In a failure to register (change of address) case, the court rejected the defendant’s argument that the trial court violated his right to a unanimous verdict because it was not possible to determine the theory upon which the jury convicted. The trial court instructed the jury, in part, that the State must prove “that the defendant willfully changed his address and failed to provide written notice of his new address in person at the sheriff’s office not later than three days after the change of address to the sheriff’s office in the county with which he had last registered.” The defendant argued that, based on this instruction, it was impossible to determine whether the jury based his conviction on his failure to register upon leaving the county jail, failure to register upon changing his address, registering at an invalid address, or not actually living at the address he had registered. The court concluded: “because any of these alternative acts satisfies the . . . jury instruction — that Defendant changed his address and failed to notify the sheriff within the requisite time period — the requirement of jury unanimity was satisfied.”

In a case involving five counts of indecent liberties, no unanimity issue arose where the trial court framed the jury instructions in terms of the statutory requirements and referenced the indictments, each of which specified a different, non-overlapping time frame. The trial court’s instructions distinguished among the five charges, directed the jurors to find the defendant guilty on each count only if they found that he committed the requisite acts within the designated time period, and each verdict sheet was paired with a particular indictment.

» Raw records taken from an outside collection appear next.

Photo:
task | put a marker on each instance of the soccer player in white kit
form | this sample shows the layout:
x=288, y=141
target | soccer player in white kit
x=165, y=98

In a case in which the defendant was indicted on 24 counts of indecent liberties, 6 counts of first-degree statutory sex offense, and 6 counts of second-degree sex offense, the court cited State v. Lawrence, 360 N.C. 368 (2006), and rejected the defendant’s argument that because the indictments did not distinguish the separate acts, there was a possibility that the jury verdicts were not unanimous as to all of the convictions.

The defendant’s right to a unanimous verdict was violated in a kidnapping case where the trial judge instructed on the theories of restraint, confinement and removal but no evidence supported a theory of removal.

The trial court did err by failing to ex mero motu investigate the competency of a juror after the juror sent two notes to the trial court during deliberations. After the juror sent a note saying that the juror could not convict on circumstantial evidence alone, the trial judge re-instructed the whole jury on circumstantial evidence and reasonable doubt. After resuming deliberations, the juror sent another note saying that the juror could not apply the law as instructed and asked to be removed. The trial judge responded by informing the jury that the law prohibits replacing a juror once deliberations have begun, sending the jury to lunch, and after lunch, giving the jury an Allen charge. The court found no abuse of discretion and noted that if the judge had questioned the juror, the trial judge would have been in the position of instructing an individual juror in violation of the defendant’s right to a unanimous verdict.